We know protein is crucial to helping our bodies transform all the work we do into gains. However, as we get older, our body’s response to protein intake starts to decline. This is usually due to inactivity and/or poor diet. Coach Emilio has a great explanation of protein synthesis, check it out below to learn how it works. We are at an advantage because, CrossFit. However, you might want to take a look at your protein intake, and possibly increase it. Eating protein-rich foods throughout the day, and not just post-workout, will help boost the recovery process and maintain your gains. There are plenty of recommendations out there on how much protein you should consume.
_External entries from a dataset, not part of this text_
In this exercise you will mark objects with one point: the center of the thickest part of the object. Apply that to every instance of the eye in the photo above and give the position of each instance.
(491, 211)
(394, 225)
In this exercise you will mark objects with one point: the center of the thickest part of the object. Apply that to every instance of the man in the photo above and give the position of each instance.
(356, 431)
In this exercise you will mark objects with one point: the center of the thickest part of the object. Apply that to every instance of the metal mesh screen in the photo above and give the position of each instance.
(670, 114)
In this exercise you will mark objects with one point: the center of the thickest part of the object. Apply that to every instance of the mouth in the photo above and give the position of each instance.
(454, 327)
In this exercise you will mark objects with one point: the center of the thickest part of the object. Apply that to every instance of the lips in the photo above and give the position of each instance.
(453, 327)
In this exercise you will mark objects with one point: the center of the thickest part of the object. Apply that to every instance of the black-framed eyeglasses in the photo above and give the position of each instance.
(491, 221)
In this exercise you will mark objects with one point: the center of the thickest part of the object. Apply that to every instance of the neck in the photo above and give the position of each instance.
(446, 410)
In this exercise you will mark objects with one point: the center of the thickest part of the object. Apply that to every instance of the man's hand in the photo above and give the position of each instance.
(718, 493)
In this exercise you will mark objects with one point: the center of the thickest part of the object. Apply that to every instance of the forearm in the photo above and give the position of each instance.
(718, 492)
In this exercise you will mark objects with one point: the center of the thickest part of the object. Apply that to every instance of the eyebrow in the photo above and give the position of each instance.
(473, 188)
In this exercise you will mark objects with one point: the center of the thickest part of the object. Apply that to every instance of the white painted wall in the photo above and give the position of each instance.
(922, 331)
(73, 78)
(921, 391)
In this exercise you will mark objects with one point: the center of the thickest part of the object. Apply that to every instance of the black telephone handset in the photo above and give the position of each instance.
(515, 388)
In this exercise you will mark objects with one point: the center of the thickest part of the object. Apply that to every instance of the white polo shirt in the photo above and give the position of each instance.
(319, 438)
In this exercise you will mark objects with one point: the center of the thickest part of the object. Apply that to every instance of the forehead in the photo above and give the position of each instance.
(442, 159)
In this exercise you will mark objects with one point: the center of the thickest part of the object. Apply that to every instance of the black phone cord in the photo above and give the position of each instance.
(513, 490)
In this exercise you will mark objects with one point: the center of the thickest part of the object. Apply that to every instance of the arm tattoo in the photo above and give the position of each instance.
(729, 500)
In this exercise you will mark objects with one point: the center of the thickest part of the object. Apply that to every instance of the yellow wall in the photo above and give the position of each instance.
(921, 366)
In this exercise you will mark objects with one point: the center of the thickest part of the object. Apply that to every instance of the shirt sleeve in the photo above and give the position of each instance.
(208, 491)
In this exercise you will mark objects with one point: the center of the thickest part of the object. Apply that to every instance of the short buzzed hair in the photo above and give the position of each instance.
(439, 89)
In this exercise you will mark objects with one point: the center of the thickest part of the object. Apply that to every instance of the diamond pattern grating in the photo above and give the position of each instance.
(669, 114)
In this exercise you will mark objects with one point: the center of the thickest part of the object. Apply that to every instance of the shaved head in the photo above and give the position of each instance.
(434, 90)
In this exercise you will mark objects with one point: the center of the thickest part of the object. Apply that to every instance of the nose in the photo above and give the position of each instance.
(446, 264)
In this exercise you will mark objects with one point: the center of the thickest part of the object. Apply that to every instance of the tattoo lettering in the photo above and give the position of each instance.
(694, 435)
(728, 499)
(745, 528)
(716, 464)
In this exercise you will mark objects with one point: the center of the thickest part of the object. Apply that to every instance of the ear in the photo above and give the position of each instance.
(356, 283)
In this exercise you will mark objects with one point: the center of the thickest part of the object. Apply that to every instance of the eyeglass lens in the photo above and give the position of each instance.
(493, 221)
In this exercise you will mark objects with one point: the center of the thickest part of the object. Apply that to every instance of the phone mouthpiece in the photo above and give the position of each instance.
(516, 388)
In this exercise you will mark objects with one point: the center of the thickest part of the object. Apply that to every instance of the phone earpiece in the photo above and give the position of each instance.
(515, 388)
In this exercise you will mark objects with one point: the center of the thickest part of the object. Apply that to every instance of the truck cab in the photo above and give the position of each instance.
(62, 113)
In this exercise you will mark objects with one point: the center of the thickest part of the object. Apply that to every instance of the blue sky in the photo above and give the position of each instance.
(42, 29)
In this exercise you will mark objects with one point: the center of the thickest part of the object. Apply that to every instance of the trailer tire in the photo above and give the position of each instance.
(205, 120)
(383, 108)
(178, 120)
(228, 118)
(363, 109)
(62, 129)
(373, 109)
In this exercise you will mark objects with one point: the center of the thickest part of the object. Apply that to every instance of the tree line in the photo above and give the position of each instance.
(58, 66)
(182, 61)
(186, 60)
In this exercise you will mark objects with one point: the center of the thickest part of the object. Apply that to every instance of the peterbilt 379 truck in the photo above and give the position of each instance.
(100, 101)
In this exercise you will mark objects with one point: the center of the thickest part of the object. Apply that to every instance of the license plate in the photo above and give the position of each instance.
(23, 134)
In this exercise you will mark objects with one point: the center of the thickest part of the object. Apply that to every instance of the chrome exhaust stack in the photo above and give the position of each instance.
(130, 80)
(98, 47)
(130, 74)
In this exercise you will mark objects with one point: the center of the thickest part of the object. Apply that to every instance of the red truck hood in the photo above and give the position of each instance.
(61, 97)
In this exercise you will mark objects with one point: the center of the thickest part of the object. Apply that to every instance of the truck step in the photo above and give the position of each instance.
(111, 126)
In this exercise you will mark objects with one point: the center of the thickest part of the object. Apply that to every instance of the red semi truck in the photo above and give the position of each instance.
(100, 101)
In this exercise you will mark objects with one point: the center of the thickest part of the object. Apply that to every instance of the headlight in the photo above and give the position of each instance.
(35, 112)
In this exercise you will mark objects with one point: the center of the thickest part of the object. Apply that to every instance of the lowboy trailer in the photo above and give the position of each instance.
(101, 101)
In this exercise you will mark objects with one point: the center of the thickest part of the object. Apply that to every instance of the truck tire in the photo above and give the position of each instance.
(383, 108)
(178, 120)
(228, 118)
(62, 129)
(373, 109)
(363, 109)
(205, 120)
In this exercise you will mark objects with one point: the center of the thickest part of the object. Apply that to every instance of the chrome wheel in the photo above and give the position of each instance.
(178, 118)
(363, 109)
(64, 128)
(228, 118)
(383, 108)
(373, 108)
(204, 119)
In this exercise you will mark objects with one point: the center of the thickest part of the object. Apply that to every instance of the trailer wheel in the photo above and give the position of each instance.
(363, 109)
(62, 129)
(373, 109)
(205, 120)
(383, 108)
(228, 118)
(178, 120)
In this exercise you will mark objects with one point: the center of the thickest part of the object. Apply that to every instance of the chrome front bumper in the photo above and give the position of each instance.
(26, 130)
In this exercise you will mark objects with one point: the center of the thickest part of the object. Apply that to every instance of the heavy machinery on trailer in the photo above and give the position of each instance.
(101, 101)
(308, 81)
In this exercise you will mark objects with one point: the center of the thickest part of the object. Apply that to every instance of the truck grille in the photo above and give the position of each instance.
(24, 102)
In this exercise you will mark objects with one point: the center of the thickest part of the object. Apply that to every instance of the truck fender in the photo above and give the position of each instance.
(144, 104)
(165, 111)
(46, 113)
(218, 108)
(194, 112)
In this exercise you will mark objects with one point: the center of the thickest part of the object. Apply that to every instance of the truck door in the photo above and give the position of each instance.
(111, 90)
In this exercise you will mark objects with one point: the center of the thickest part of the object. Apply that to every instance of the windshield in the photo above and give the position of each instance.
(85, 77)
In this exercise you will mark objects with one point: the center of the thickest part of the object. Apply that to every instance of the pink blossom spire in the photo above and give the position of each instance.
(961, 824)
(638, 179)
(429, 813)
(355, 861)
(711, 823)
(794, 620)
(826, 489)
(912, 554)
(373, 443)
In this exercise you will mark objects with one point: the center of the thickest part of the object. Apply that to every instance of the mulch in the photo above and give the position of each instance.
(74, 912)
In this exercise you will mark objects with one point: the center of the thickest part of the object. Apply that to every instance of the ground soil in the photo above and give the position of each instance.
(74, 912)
Here are a couple of helpful reads:

 

Nutrition for the Masters Athlete

Protein Requirements for the Ageing Athlete

Recovery for Masters Endurance Athletes

Coach Emilio has a great explanation of protein synthesis, check it out below to learn how it works.

 

Leucine

Leucine is one of the nine essential amino acids (a branch chain amino acid to be exact, or BCAA) provided by food. Specifically, leucine is essential to protein synthesis. This, combined with increased protein intake gets you well on your way to better/faster recovery and gains. There are a number of ways to get your Leucine on:

 

  • Whey-based protein powder
  • BCAA supplements
  • Lean meat, poultry, fish, beans, cheese (if you have any dairy issues, then cheese would not be an option of course)

 

Leucine: Anabolic Key to Unlocking Gains for Older Athletes

 

Hydration

Older athletes can be more susceptible to dehydration than younger ones for a few reasons. One is our thirst sensation may decrease (therefore, we don’t take in fluids), we may sweat less, and there can be blood flow changes. Therefore, staying hydrated before, during, and after your workouts is even more important. So get your fluids in people, it’s probably one of the easiest things you can do.